Last month, Burlington City Councilors defeated a resolution that would have promoted the benefits of breastfeeding, saying it wasn't part of the "core city mission."
Kirsten Berggren, a lactation counselor with the breastfeeding clinic at Fletcher Allen's Lintilhac Birthing Center, disagrees. The Old North End resident staffed an information table Saturday with her young daughter and son.
Breastfeeding dramatically reduces the likelihood that infants will get sick, Berggren points out, so encouraging the practice makes economic sense. "The parents of breastfed babies miss three times less work because their babies aren't sick as much," she notes, adding that breastfeeding thus saves on health-care costs, an estimated $375 per child per year.
The health department advises women to breastfeed for at least a year. But Berggren notes that most Vermont moms who start out breastfeeding are forced to stop after just a few months because they have a difficult time pumping their breasts when they return to work.

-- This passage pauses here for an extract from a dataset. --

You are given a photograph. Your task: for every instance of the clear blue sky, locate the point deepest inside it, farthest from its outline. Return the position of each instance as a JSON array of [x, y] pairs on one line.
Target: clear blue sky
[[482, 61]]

She recently published Working Without Weaning, a resource book to help working moms through that transition, and manages a website, www.workandpump.com.
Berggren is also collaborating with the health department on a campaign to explain to employers how they can be more breastfeeding-friendly. Suggestions include everything from providing flexible breaks to paying for electric breast pumps for employees.
"I think employers don't realize what a wonderful benefit this is to provide," she says. "We break it down into dollars."